Всё разрушено.
Он запятнал мою репутацию. Уничтожил мою усердную работу по утверждению себя в религии, где доминируют мужчины, только для того, чтобы заклеймить меня как шлюху Академии.
Вульгарный. Мерзкий. Всё, чем должен быть психически нездоровый преследователь.

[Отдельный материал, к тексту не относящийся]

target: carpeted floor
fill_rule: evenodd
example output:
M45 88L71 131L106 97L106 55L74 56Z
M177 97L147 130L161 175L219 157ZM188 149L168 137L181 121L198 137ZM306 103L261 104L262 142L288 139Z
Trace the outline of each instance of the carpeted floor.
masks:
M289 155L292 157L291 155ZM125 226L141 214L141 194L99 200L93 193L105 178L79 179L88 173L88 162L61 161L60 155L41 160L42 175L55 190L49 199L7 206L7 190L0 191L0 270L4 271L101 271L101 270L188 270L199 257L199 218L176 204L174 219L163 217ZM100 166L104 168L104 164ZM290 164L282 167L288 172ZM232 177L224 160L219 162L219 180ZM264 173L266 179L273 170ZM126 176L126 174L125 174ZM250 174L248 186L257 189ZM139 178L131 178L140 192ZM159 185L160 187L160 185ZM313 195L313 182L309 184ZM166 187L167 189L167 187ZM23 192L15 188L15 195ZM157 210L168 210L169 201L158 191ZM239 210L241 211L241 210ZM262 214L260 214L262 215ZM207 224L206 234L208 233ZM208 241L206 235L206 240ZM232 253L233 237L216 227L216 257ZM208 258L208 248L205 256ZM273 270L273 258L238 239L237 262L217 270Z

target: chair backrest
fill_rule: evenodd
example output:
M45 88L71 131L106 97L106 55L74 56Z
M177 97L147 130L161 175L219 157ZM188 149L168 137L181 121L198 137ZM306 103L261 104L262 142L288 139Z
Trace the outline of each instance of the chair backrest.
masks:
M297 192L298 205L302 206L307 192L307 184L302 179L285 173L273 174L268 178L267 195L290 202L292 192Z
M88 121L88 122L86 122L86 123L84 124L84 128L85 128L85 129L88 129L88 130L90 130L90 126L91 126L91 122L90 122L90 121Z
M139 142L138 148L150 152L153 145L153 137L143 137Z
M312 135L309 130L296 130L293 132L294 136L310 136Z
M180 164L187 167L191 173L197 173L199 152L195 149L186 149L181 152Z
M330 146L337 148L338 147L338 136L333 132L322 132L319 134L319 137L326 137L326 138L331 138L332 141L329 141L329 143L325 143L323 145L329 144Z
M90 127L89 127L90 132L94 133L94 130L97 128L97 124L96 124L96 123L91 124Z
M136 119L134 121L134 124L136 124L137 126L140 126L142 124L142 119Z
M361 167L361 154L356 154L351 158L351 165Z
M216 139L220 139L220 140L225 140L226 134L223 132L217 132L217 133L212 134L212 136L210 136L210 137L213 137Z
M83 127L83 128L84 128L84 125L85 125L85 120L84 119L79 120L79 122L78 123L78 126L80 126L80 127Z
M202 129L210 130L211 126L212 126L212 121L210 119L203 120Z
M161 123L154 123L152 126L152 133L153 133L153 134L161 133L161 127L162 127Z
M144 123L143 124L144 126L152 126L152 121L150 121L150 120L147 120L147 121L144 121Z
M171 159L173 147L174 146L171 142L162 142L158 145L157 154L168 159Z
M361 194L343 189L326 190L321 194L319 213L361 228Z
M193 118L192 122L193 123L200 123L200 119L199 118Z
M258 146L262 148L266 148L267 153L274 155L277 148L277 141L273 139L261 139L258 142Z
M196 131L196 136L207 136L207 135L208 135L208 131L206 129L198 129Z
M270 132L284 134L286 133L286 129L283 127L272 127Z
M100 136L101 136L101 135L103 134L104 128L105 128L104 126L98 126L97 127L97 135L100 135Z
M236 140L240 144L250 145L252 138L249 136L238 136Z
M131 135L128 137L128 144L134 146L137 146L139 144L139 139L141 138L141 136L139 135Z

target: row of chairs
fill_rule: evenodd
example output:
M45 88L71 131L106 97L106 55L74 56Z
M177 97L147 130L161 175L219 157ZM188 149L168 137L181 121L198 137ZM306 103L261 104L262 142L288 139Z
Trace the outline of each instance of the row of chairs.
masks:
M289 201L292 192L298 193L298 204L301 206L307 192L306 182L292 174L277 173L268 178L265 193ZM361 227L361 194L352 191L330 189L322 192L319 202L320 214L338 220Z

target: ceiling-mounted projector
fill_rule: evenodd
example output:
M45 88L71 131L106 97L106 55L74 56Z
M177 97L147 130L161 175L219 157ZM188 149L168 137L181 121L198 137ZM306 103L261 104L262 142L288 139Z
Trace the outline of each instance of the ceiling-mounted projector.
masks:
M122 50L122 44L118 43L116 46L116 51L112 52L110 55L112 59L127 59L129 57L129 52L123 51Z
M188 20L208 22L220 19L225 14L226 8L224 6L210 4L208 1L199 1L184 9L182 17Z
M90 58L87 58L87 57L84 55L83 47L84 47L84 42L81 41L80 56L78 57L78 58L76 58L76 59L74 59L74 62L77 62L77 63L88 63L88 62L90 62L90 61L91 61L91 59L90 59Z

Сэйнт быстро обхватывает меня своей рукой и тянет внутрь здания, пока затихшая толпа шепчет свои секреты. Я знаю, что слухи уже распространяются. Пчелы жужжат, и городские улья узнают, что между мной и Сэйнтом что-то происходит, естественно, предполагая самое худшее.
Но это? Это способно уничтожить всё, ради чего я работала.
— Послушай, Сэйнт, — начинаю я, увлекая его в коридор под лестницей, чтобы поговорить перед уроком. — Насчет сегодняшнего вечера… я думаю, нам нужно просто забыть…
— Нет, Брайони, — прерывает он меня. — Я не позволю им победить. Кто-то всерьез пытается подпортить тебе жизнь, пытается провести клеветническую кампанию против твоего имени, и я не позволю этого. Это не заставит меня отказаться от тебя или от бала, если уж на то пошло.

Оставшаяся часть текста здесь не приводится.